Standardisierung und Modularisierung der Informationen
Um – wie es smart Engineering vorsieht – über Maschinen mit den Menschen kommunizieren zu können, müssen Technische Redakteure die Informationen in eine Form bringen, die die Maschinen verarbeiten können. Das setzt die Modularisierung der Informationen voraus, die auf der Grundlage von Standards erfolgt. Die Informationen bekommen Eigenschaften, anhand derer die Maschine auswählen kann, was sie wem wann mitteilt. Informationen müssen in sich geschlossen und voneinander unabhängig zur Verfügung stehen. Darüber hinaus muss ein gemeinsames Vokabular geschaffen werden, das branchenübergreifend verstanden und genutzt wird.
Das verändert die Technische Dokumentation grundlegend. Der Fließtext war gestern. Heute verlangt das Zerlegen der Informationen in versandfähige, abrufbare Pakete ein neues Herangehen an die Gestaltung von Texten und Bildern.
Datenverwaltung und Aktualisierung
Um zu garantieren, dass die Pakete immer mit dem richtigen Inhalt auf die Reise gehen, müssen die Daten gepflegt werden. Technische Redakteure brauchen Methoden, mit denen die Informationen ständig aktualisiert werden und die jeweils gültige Version zur Verfügung steht. Dabei sind Sicherungskonzepte erforderlich, mit denen gewährleistet wird, dass die Daten über den gesamten Zeitraum der Nutzung von zugeordneten Produkten erhalten und lesbar bleiben. Gerade smart Engineering sorgt ja dafür, dass sich die Informationstechnologie ständig weiterentwickelt.
Smart Engineering verlangt neue Kompetenzen
Die Anforderungen an Technische Redakteure wachsen ebenfalls durch smartes Engineering.
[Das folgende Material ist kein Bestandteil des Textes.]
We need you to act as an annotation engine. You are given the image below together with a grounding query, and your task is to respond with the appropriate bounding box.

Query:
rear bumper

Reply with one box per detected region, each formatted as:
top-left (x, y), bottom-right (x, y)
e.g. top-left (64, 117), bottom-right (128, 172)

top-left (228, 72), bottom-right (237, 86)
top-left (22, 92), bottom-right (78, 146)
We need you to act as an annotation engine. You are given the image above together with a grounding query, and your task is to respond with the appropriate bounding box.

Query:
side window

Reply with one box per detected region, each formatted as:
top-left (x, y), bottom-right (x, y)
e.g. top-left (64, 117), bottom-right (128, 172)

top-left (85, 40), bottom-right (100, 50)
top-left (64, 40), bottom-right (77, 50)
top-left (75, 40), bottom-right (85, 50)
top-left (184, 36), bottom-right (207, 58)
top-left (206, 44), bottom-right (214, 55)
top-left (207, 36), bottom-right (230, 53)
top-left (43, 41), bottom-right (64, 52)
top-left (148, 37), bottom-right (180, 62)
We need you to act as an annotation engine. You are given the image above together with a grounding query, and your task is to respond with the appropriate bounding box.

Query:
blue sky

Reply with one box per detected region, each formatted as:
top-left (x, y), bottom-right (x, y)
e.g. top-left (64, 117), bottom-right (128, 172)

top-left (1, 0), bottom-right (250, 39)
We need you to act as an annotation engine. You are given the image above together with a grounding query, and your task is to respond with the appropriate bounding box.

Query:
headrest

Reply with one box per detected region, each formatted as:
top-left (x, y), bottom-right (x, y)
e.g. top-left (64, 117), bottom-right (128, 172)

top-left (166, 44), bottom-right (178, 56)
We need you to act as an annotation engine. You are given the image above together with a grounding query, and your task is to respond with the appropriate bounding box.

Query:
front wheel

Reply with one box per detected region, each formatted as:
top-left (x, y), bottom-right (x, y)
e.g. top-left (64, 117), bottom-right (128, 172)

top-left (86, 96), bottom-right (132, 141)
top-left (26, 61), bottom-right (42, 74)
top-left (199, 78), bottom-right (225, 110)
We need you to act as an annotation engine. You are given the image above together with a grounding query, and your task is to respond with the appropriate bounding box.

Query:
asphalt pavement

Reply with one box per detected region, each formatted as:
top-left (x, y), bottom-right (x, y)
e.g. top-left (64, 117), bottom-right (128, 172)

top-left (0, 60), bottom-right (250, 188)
Neben den klassischen Fähigkeiten brauchen sie
- einen genaueren Einblick in die Kenntnisse und Informationsbedürfnisse der Nutzer
- Kenntnisse auf den Gebieten digitales Content Management sowie Metadaten-Management für die Erarbeitung intelligenter Informationen
- Kompetenzen auf dem Gebiet der Informationstechnologie
- Wissen über die Anforderungen der Ausgabegeräte an die Informationen
- die Fähigkeit zum vernetzen Arbeiten
- betriebswirtschaftliches und strategisches Denken, um Digitalisierungsprojekte umzusetzen
Fazit: Die Technische Redaktion steht in der Verantwortung
Smart Engineering bereichert nicht nur unser Leben, sondern es verlangt auch einen verantwortungsvollen Umgang mit der neuen Technik. Die Technische Redaktion ist gefordert, den Nutzern das Wissen zu geben, um dieser Verantwortung gerecht zu werden. Neben den präzisen Anleitungen für die Montage, den Betrieb, die Instandhaltung und die Entsorgung der smarten Produkte, brauchen die Nutzer also auch einen Einblick in die Wirkungsweise des smarten Systems. Denn nicht alles ist vorhersehbar. Wenn Komponenten versagen oder andere Störungen auftreten, hilft nur die Kenntnis der Zusammenhänge weiter. Je weiter das smarte Engineering in private und gesellschaftliche Bereiche vordringt, desto gravierender wären die Folgen eines Systemausfalls.